Matthias Nehlsen

Software, Data, and Stuff

ReactiveMongo 0.9 and Lossless Persistence

26 April, 2013

Initially I parsed the Tweets in the BirdWatch application into instances of a Tweet case class upon ingestion and then used that case class representation throughout, including for database persistence. Then I realized that that was actually not a good idea. Using a case class for passing around information in the application is very convenient and useful. But for the persistence, I argue that we cannot afford to be opinionated about what to keep and what to throw away.
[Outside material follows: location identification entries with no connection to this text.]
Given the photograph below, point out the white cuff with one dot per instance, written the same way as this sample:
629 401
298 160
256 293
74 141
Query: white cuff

I fixed this together with the planned migration to ReactiveMongo version 0.9 in the latest commits, storing each observable fact coming from the Twitter Streaming API in its entirety.

Any data model will almost invariably be wrong in the future as we cannot predict what we will want to analyze later. We can always change the data model at a later point and from then on store a different interpretation of the observable fact, but then we would not have complete historic information when we want to test our hypotheses on retrospective data. The solution for this is to store the Tweets in their complete JSON representation. MongoDB is a great choice for this as it allows indexing our data while leaving the JSON structure intact. We get the best of two worlds. With this lossless persistence we can always reconstruct the observable fact from the database while at the same time being able to quickly search through a potentially large dataset.
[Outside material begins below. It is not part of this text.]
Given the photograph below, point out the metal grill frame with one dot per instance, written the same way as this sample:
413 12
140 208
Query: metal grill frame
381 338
I also wanted to upgrade ReactiveMongo in order to fix a previous problem with Killcursors. Version 0.9 entails some changes in the API, so it was a good idea to tackle the upgrade and the Tweet persistence layer together. Let's go through some of the changes:

/** Mongo connection object */
object Mongo {  
  val connection = MongoConnection(List("localhost:27017"))  
  val db = connection("BirdWatch")
}

Mongo Connection in Version 0.8

/** Mongo connection object */
object Mongo {
  val driver = new MongoDriver
  val connection = driver.connection(List("localhost:27017"))
  val db = connection("BirdWatch")
}

Mongo Connection in Version 0.9

ReactiveMongo now uses an instance of the MongoDriver class and its connection method. The MongoConnection class still exists, but I couldn't get it to work for some reason.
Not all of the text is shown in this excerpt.